Pendant cette période, les nationalistes ont façonné le noyau d'un État séparé, basé sur les critères les plus modernes : doté d'un parlement, d'une force de police, de tribunaux, de prisons, et - bien sûr – d'une armée. L'Armée Républicaine Irlandaise (Irish Republican Army)) était basée sur les Brigades Volontaires de 1916, mais était bien disciplinée et fermement attachée au cadre du nouvel État, lui-même constituant un rempart de l'ordre capitaliste. L'IRA est entrée dans le monde avec le sang du prolétariat ruisselant sur ses mains. Dans le Sud et le Sud-Ouest, elle n'a pas hésité à intervenir contre les travailleurs en grève (voir l'article "James Connolly and Irish nationalism [61]" – "James Connolly et le nationalisme irlandais"). Dans les villes, elle brutalisait la population civile, à l'image de ce qu'infligeaient les Black and Tans britanniques 3.
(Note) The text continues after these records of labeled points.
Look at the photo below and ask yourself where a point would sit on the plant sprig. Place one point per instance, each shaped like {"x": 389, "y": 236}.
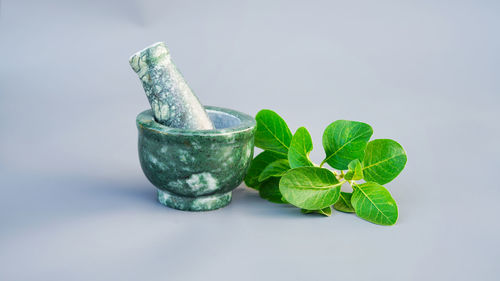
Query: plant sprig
{"x": 284, "y": 173}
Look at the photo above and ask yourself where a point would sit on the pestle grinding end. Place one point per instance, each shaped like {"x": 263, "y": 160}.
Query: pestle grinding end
{"x": 173, "y": 103}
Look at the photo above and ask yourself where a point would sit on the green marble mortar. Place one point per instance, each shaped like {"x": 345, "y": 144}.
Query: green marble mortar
{"x": 196, "y": 170}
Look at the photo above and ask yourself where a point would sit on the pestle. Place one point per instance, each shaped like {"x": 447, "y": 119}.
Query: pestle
{"x": 173, "y": 103}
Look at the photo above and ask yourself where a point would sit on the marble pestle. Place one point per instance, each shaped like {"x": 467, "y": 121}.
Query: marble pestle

Au bord de la défaite, les nationalistes furent contraints de signer un traité avec la Grande-Bretagne en 1921 à travers lequel l'indépendance formelle de l'Irlande était accordée. Cependant, le pays devait être partagé, les comtés industriels du Nord-Est ayant leur propre parlement régional et conservant des liens privilégiés avec la Grande-Bretagne.
L'acceptation du traité faillit provoquer un coup d'État militaire. Cela n'a pas eu lieu mais il en est résulté, au sein du gouvernement et de l'armée dans le Sud, une scission avec les extrémistes républicains qui étaient désireux d'obtenir plus de la Grande-Bretagne 4. Et bien que des tentatives aient été faites pour réunifier l'IRA dans le but de lancer une attaque contre l'Irlande du Nord, face à l'impossibilité évidente d'une telle entreprise, l'État libre a glissé dans un combat de factions bourgeoises encore plus sauvage que la "guerre d'indépendance". Ce conflit prit fin avec la victoire, dans le Sud, des forces en faveur du traité (soutenues par la Grande-Bretagne).
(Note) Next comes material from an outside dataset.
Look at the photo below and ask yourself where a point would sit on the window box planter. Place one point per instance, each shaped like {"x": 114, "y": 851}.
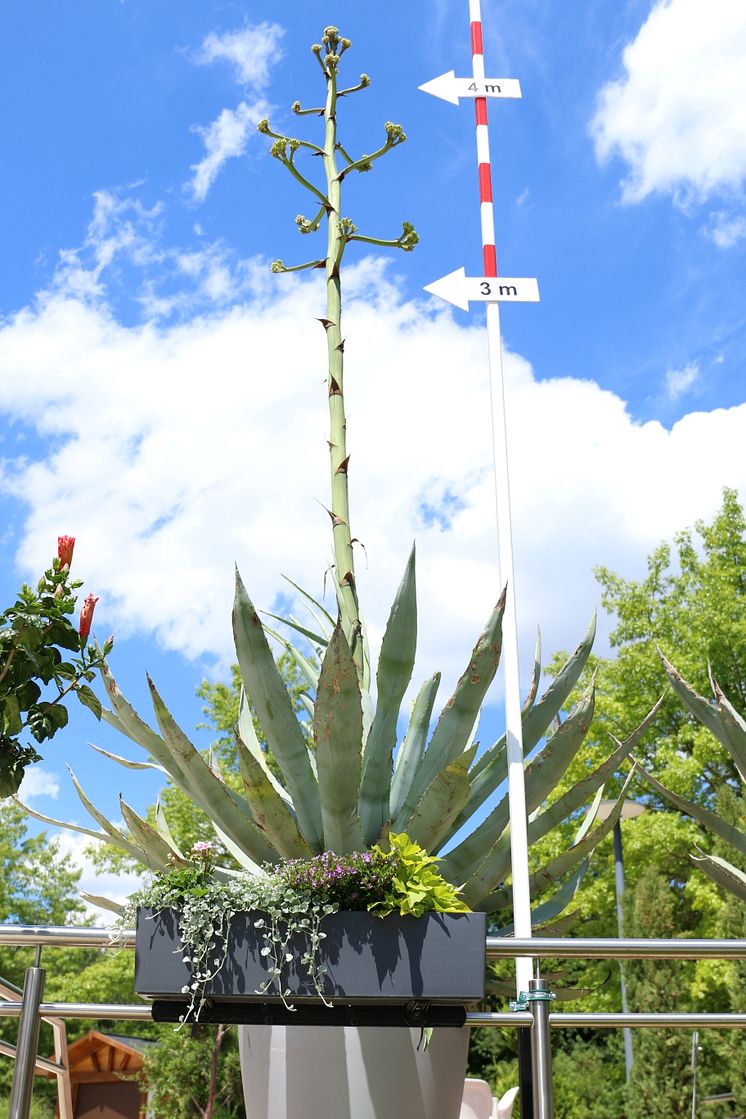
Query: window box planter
{"x": 436, "y": 958}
Ces événements nous montrent non seulement le caractère absolument antiprolétarien de "l'indépendance et l'unité irlandaises" dans l'époque actuelle, de même que son impossibilité objective. Avant 1916, les unionistes d'Ulster et les nationalistes irlandais du Sud ont été enrôlés dans des groupements armés rivaux et la constitution d'armées paramilitaires. Dans le Nord, Craig - le leader unioniste - avait généreusement envoyé les travailleurs d'Ulster à la boucherie impérialiste afin de montrer son amour du roi et du pays. Mais les unionistes étaient préparés, même si cela en est resté au niveau de parades militaires, pour résister à toute tentative de Londres de subordonner, de quelque manière que soit, leurs intérêts au contrôle de la bourgeoisie irlandaise du Sud. L'industrie de l'Ulster vivait et produisait pour le marché britannique et mondial. Elle n'avait aucun intérêt à soutenir l'économie agricole irlandaise stagnante, ou à devenir la victime des politiques protectionnistes du Sud.
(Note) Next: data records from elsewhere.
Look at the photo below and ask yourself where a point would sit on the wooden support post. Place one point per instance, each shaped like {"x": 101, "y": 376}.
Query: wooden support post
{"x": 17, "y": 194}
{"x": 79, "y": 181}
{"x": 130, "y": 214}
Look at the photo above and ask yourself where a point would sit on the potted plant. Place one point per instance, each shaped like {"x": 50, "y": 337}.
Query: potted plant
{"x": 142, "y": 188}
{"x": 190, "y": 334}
En Irlande, seule l'Ulster a participé à la révolution industrielle britannique. Sur le plan politique et économique, seule la bourgeoisie britannique qui avait le contrôle de l'ensemble de l'île aurait pu être capable d'industrialiser le sud de l'Irlande. Mais, dans le Royaume-Uni, l'Irlande a assumé le rôle de fournisseur à bas coûts de produits agricoles et de force de travail. Si la République d'Irlande se trouve exactement dans la même situation aujourd'hui, alors ceci est le résultat non pas de "700 ans de trahisons" - mais du fait que le marché mondial est déjà divisé entre les grandes puissances capitalistes, et surtout parce que le système capitaliste lui-même constitue une entrave au développement mondial des forces productives. Il ne s'agit donc pas d'une simple question irlandaise : nous vivons dans un monde qui s'enfonce dans la faim et la misère, qui nous entraine vers l'autodestruction nucléaire si la résolution de la crise actuelle du capitalisme est laissée à l'initiative de la bourgeoisie.
L'hostilité dramatique entre le Nord et le Sud de l'Irlande reflète les objectifs impérialistes antagonistes entre la bourgeoisie en Ulster et celle du Sud. Face à un marché mondial qui se rétrécit, ces visées politiques ne pouvaient pas être conciliées. Mais ce conflit avait un aspect "positif" pour le capitalisme en Irlande. Les maîtres des ateliers de misère de Belfast, et l'Armée républicaine des propriétaires de Dublin, ont l'assurance que les travailleurs sont pris dans le feu croisé entre eux. Dans les centres industriels du Nord, les ghettos protestants et catholiques sont destinés à entrer en concurrence les uns contre les autres pour quelque emplois, les salaires et le logement misérables. Intimidée ou mobilisée ou derrière l'orange et le vert 5, la solidarité de classe des travailleurs a trouvé face à elle la tyrannie des pogromes. À Belfast, la vague de grèves prolétarienne de 1919 fut rapidement suivie par orgies sanglantes, motivées par le meurtre par l'IRA de travailleurs protestants, et prises en charge par les Volontaires de Carson en Ulster. Plus de soixante morts dans cette vague de barbarie. Dans les années 1930, les gangs républicains et unionistes firent montre de la même suspicion et hostilité face à la lutte unie des travailleurs sans emploi à Belfast.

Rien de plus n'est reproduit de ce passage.